New handler for 520 pw errors (history already reset at previous step: stopping)

giovannipizzi commented 3 years ago

While running many PwRelax workflows, I encountered a number of 520 errors from the PwCalculation (handle_relax_recoverable_ionic_convergence_error_bfgs, that arises when in the output we have history already reset at previous step: stopping from the BFGS algorithm).

From my understanding, this comes when we are already quite close to the energy minimum and the "noise" on the gradient is too large so the algorithm doesn't know where to move, and stops. In practice, in most cases we have essentially already reached the minimum.

A practical solution in these cases would be to switch to damped dynamics, that while in general slower, are more robust and work fine in this case.

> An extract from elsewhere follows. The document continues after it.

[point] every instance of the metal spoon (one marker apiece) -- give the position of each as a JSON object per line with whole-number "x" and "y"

I've therefore implemented the following handler, whose diff is this:

     @process_handler(priority=560, exit_codes=[
         PwCalculation.exit_codes.ERROR_IONIC_CONVERGENCE_NOT_REACHED,
         PwCalculation.exit_codes.ERROR_IONIC_CYCLE_EXCEEDED_NSTEP,
+        ])
+    def handle_relax_recoverable_ionic_convergence_error(self, calculation):
+        """Handle various exit codes for recoverable `relax` calculations with failed ionic convergence.
+
+        These exit codes signify that the ionic convergence thresholds were not met, but the output structure is usable,
+        so the solution is to simply restart from scratch but from the output structure.
+        """
+        self.ctx.restart_calc = None
+        self.ctx.inputs.structure = calculation.outputs.output_structure
+        action = 'no ionic convergence but clean shutdown: restarting from scratch but using output structure.'
+        self.report_error_handled(calculation, action)
+        return ProcessHandlerReport(True)
+
+    @process_handler(priority=560, exit_codes=[
         PwCalculation.exit_codes.ERROR_IONIC_CYCLE_BFGS_HISTORY_FAILURE,
         PwCalculation.exit_codes.ERROR_IONIC_CYCLE_BFGS_HISTORY_AND_FINAL_SCF_FAILURE,
         ])
-    def handle_relax_recoverable_ionic_convergence_error(self, calculation):
+    def handle_relax_recoverable_ionic_convergence_error_bfgs(self, calculation):
         """Handle various exit codes for recoverable `relax` calculations with failed ionic convergence.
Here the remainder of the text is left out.